Should You Tell Friends And Family About Your Husband’s Affair?

Should You Tell Friends And Family About Your Husband’s Affair?

One of the first things you’re going to want to do once you have found out that your husband has had an affair is confide in your family and friends. You’re going to be looking for support, and who can blame you? The problem is that telling those closest to you will often have an effect on any hope for a marriage reconciliation.

Rounding up the people around you to be in your corner may have a profound negative effect on any hope for reconciliation. You may not be able to completely repair your spousal relationship once you have told your friends and family. It is hard enough to get a grip on the thoughts and emotions that you’re currently feeling and sort them out on your own. It can be even harder when you are exposed to differing opinions and insights.

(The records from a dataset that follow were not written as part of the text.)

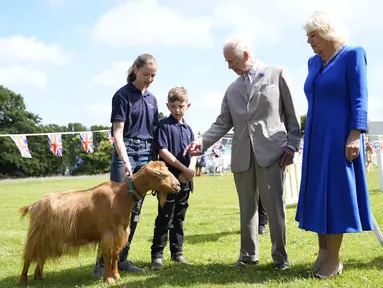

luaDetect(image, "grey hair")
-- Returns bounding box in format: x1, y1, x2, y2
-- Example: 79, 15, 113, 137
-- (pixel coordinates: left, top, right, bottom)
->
223, 37, 255, 61
303, 10, 348, 45
126, 54, 157, 82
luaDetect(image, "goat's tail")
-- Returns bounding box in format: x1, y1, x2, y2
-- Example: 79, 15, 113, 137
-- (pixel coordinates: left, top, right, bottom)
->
19, 204, 33, 218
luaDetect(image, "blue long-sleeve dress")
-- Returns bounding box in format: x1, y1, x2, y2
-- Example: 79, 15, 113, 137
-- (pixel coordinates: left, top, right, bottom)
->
296, 46, 373, 234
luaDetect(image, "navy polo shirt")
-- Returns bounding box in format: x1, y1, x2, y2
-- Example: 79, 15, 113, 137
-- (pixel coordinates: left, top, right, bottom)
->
110, 82, 158, 140
157, 115, 194, 177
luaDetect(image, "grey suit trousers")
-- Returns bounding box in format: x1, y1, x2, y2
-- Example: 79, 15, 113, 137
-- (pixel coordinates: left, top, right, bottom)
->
234, 151, 288, 264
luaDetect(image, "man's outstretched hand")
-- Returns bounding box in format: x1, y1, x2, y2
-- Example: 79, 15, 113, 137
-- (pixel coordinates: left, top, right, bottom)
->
183, 140, 201, 156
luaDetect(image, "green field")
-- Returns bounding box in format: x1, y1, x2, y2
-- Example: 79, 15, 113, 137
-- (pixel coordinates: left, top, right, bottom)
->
0, 171, 383, 288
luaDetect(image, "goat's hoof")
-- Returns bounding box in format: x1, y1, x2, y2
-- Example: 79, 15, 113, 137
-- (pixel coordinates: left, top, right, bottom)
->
19, 276, 28, 286
104, 277, 116, 285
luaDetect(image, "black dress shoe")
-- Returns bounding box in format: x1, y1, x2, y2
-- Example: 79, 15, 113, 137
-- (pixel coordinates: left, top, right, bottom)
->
274, 263, 290, 271
258, 225, 267, 235
230, 260, 259, 267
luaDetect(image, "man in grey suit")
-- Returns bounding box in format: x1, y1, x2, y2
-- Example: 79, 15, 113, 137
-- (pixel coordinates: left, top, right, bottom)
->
185, 39, 301, 270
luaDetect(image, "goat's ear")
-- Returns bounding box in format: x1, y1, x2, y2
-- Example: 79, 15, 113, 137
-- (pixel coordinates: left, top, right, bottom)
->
148, 167, 171, 179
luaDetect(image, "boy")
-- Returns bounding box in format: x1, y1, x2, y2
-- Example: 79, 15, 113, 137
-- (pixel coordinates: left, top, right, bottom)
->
151, 87, 194, 270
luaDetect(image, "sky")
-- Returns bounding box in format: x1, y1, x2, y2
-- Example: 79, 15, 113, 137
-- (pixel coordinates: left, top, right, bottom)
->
0, 0, 383, 132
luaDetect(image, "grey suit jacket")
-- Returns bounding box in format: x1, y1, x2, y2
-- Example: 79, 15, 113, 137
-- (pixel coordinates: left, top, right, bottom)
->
201, 62, 301, 172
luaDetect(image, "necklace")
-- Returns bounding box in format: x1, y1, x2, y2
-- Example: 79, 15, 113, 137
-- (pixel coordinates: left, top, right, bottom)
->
322, 46, 343, 68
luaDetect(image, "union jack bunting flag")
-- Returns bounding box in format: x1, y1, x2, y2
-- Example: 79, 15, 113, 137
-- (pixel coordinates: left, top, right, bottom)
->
80, 132, 94, 153
298, 138, 303, 154
106, 131, 114, 145
48, 134, 63, 157
212, 139, 222, 149
11, 135, 32, 158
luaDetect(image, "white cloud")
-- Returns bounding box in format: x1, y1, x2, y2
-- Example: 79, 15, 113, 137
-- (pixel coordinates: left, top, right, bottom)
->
93, 61, 133, 88
192, 90, 225, 113
91, 0, 212, 47
88, 102, 111, 118
367, 63, 383, 121
48, 0, 65, 6
0, 35, 69, 65
0, 66, 47, 91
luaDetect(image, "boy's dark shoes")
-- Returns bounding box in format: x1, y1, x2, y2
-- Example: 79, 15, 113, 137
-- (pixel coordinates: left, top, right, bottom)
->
172, 255, 191, 265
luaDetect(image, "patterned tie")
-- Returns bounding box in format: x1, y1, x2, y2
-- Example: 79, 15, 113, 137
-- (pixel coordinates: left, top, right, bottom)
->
243, 74, 251, 95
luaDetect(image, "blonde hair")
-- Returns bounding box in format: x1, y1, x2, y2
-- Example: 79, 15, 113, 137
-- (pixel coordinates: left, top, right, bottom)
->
303, 10, 348, 45
126, 54, 156, 82
168, 87, 189, 103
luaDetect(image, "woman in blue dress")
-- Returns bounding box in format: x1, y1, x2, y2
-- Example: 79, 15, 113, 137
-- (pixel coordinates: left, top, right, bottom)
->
296, 11, 373, 279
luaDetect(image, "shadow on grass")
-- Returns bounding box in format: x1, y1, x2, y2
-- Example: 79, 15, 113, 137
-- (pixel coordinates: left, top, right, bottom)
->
185, 230, 239, 244
0, 256, 383, 288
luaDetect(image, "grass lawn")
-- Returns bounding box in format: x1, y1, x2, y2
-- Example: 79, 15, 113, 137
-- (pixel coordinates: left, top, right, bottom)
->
0, 171, 383, 288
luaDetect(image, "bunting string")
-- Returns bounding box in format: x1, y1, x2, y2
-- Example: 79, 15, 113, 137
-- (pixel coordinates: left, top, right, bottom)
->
0, 130, 114, 158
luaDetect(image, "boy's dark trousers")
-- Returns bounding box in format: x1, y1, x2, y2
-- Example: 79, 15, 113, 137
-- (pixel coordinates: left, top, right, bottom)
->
151, 184, 190, 259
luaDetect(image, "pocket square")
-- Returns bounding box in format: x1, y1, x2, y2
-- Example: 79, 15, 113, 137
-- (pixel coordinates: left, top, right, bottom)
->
259, 82, 276, 90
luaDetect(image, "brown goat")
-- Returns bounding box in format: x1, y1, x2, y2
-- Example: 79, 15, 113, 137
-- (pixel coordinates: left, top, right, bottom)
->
19, 161, 180, 285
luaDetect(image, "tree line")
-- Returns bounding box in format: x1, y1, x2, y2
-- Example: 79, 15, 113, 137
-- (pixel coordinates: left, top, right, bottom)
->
0, 85, 164, 179
0, 85, 306, 179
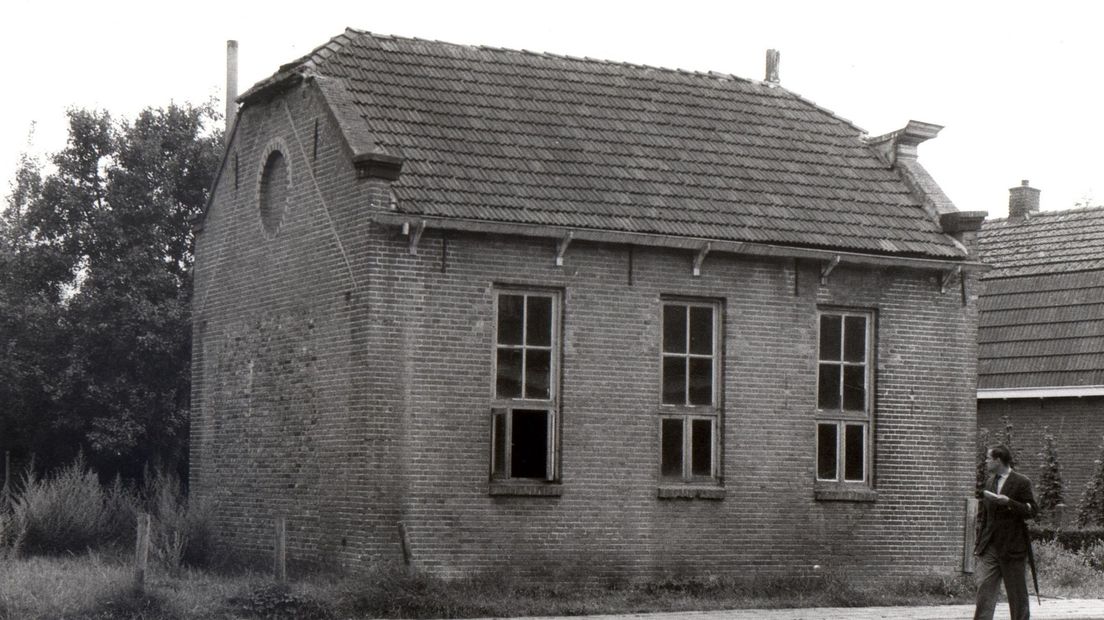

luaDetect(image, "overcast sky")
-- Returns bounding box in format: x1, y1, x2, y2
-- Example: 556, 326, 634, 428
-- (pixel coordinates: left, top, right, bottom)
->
0, 0, 1104, 217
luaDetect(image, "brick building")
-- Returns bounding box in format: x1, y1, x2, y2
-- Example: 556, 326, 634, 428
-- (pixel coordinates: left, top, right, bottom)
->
191, 30, 984, 578
977, 181, 1104, 506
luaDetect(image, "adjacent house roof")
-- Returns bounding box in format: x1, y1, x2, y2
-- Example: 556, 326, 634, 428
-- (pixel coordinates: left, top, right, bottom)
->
978, 207, 1104, 390
240, 30, 966, 259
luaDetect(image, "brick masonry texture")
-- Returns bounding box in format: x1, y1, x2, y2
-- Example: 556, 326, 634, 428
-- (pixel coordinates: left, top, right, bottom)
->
191, 77, 977, 578
977, 396, 1104, 514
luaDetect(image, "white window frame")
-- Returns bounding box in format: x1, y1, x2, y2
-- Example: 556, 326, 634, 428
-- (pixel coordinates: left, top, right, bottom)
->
656, 297, 724, 483
489, 287, 562, 482
814, 308, 877, 488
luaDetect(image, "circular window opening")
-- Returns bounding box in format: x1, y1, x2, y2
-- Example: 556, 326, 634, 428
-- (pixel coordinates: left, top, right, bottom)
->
259, 151, 288, 235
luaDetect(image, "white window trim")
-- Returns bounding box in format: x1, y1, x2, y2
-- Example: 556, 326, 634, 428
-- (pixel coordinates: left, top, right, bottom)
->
656, 297, 724, 484
488, 286, 563, 483
814, 308, 877, 489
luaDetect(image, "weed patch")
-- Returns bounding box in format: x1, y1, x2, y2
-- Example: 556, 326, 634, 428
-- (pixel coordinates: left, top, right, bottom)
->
230, 584, 333, 620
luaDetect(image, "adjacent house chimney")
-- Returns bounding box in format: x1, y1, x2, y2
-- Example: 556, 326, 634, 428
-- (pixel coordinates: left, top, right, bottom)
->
1008, 179, 1039, 220
225, 40, 237, 145
766, 50, 781, 84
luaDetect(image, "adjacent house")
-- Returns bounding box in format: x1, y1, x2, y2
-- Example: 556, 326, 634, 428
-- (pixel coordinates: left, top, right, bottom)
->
191, 30, 984, 579
977, 181, 1104, 498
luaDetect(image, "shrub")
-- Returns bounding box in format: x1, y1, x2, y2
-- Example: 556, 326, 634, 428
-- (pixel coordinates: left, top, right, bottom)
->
1034, 541, 1098, 588
1028, 527, 1104, 553
141, 471, 215, 573
1081, 536, 1104, 571
1078, 442, 1104, 526
11, 456, 134, 555
1036, 428, 1062, 515
230, 584, 333, 620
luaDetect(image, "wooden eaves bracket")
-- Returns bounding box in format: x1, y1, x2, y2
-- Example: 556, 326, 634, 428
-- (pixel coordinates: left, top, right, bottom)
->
693, 242, 713, 278
403, 220, 425, 256
820, 254, 840, 286
555, 231, 575, 262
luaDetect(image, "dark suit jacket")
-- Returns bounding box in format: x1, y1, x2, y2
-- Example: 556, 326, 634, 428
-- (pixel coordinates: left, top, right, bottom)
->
974, 470, 1037, 558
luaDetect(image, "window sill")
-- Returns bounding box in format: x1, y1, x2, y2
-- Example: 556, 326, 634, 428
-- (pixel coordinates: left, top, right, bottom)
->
813, 487, 878, 502
656, 485, 725, 500
489, 482, 563, 498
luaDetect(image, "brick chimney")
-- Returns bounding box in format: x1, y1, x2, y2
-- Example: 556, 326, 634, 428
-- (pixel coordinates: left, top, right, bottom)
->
1008, 179, 1039, 220
765, 50, 782, 84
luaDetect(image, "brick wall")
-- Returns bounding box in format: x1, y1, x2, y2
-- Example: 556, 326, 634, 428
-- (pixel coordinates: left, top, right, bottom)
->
191, 79, 401, 560
977, 396, 1104, 514
192, 81, 976, 578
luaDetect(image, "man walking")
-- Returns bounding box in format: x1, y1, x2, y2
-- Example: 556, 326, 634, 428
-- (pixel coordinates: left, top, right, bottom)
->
974, 445, 1036, 620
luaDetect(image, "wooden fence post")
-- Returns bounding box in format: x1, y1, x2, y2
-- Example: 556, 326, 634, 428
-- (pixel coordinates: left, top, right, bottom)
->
275, 516, 287, 584
135, 512, 150, 590
963, 498, 977, 573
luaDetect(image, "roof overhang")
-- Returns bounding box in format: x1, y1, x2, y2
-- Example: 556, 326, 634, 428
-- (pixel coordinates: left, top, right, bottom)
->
977, 385, 1104, 400
371, 212, 989, 271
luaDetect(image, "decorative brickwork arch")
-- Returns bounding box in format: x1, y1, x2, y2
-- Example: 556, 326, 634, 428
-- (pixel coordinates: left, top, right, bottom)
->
257, 138, 291, 238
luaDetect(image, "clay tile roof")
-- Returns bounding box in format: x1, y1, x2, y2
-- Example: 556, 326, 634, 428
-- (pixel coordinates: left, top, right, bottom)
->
248, 30, 965, 259
978, 207, 1104, 388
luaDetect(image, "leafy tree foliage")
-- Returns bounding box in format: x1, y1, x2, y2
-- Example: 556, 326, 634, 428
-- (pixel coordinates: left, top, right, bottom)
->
0, 104, 222, 475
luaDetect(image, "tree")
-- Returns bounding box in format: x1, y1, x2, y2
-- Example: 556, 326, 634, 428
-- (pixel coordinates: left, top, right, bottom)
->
0, 104, 222, 475
1036, 427, 1062, 513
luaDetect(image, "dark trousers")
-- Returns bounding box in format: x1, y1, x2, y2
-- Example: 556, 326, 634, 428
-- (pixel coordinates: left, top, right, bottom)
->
974, 545, 1031, 620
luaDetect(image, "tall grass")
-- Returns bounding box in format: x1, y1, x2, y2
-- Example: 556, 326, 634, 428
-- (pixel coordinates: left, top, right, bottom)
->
139, 471, 217, 573
6, 456, 136, 555
0, 456, 216, 571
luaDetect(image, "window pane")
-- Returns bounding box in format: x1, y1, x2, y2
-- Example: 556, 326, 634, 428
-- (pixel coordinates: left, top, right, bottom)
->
843, 366, 867, 411
526, 297, 552, 346
690, 307, 713, 355
690, 357, 713, 405
843, 424, 866, 482
510, 409, 549, 480
526, 349, 552, 400
495, 349, 521, 398
817, 364, 839, 409
498, 295, 526, 344
817, 424, 838, 480
659, 419, 682, 478
690, 420, 713, 475
820, 314, 842, 361
664, 306, 687, 353
664, 357, 687, 405
491, 409, 506, 478
843, 317, 867, 362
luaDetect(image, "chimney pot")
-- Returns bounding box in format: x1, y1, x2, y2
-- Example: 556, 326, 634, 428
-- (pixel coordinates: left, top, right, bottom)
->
1008, 179, 1040, 220
225, 40, 237, 145
766, 50, 782, 84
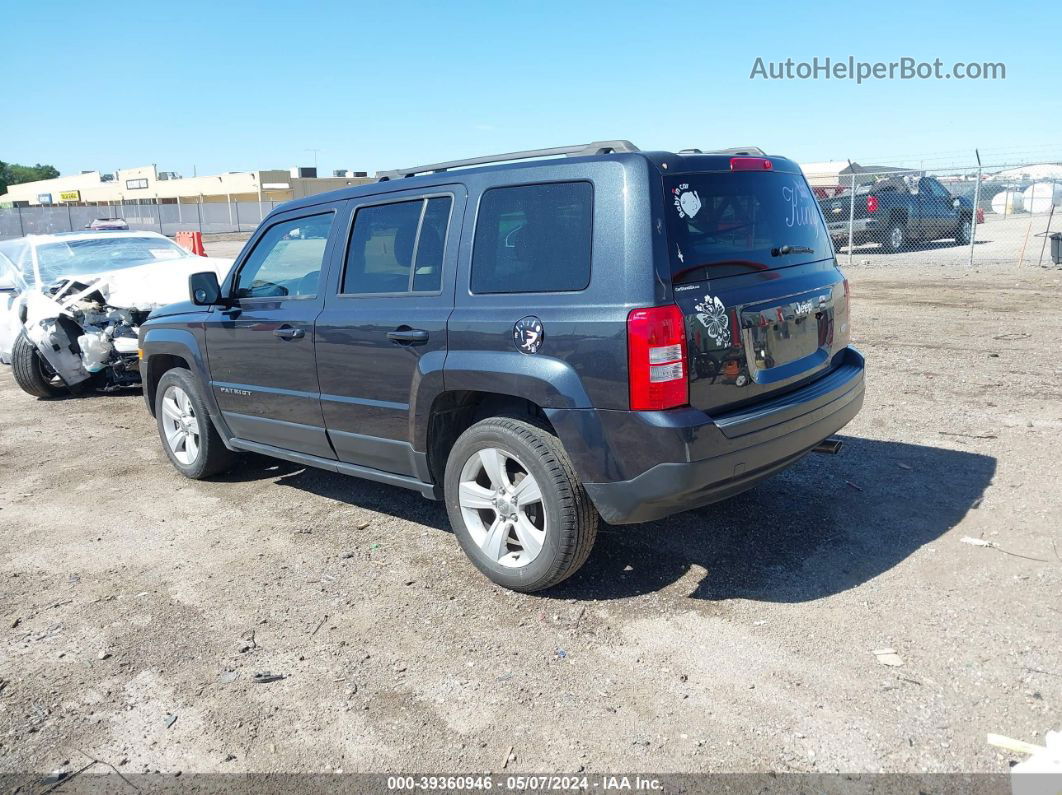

Your emotions are completely out of control once you have discovered that an affair has taken place. At one moment you will be wanting to escape from the world and at the next moment you’ll be wanting comfort from your loved ones.

Getting the right type of support

Dr. Frank Gunzburg, a professional that has been working with married couples after such a marital crisis, offers the following advice for finding the right type of support.

1. Selectively confide in people

Before sending out a public broadcast, figure out who you can trust to be there with you as a true friend. Selectively confide only in the people that you know will support you and won’t fly off the handle in an all-out campaign against your partner. That isn’t going to prove helpful for anybody in the end. You need time to think your thoughts out and need to be surrounded by people that will let you talk to get things sorted.

2. Let your needs be known

Deep down you already know that it is not the best idea to let everyone around you know about the affair. These are intimate and personal details that should not be shared with everybody.

Everyone you talk to is going to have their own opinion about the affair and are going to tell you what they would do if they found themselves in the same situation. This is all based on theory and what would happen if the world was perfect. It is a very striking difference to have something actually happen to you and have to deal with that than to work with theories about what you would do if something should happen.

The best thing to do is to let your family and friends know what you need. It is always best to be truthful and honest when dealing with your peer support group. If you don’t want to hear their opinions about your situation and don’t want any advice, let them know. Tell them that you are working things out on your own and only need a friendly ear as a sounding board. Your true friends and family will respect your wishes and this will leave you free to ask for advice when you are ready.

3. Don’t go through it alone

It is important to have some type of support group in place to help you get through the painful emotions. As humans we all need to rely on others to provide strength in times of need.

You’ll need help to get through this rough time and you also must prevent yourself from curling up into a shell and avoiding the world. When you are able to talk about the affair and the after-effects your burden will be eased. The more you are able to talk about your feelings and emotions the more you will be able to work through the negative energy and find solutions.

Find a support group that you trust, let them know what you need and use them to your benefit. You’ll discover during this course of treatment that you have true friends that are really there for you and will be able to gather more strength to help you deal with the situation.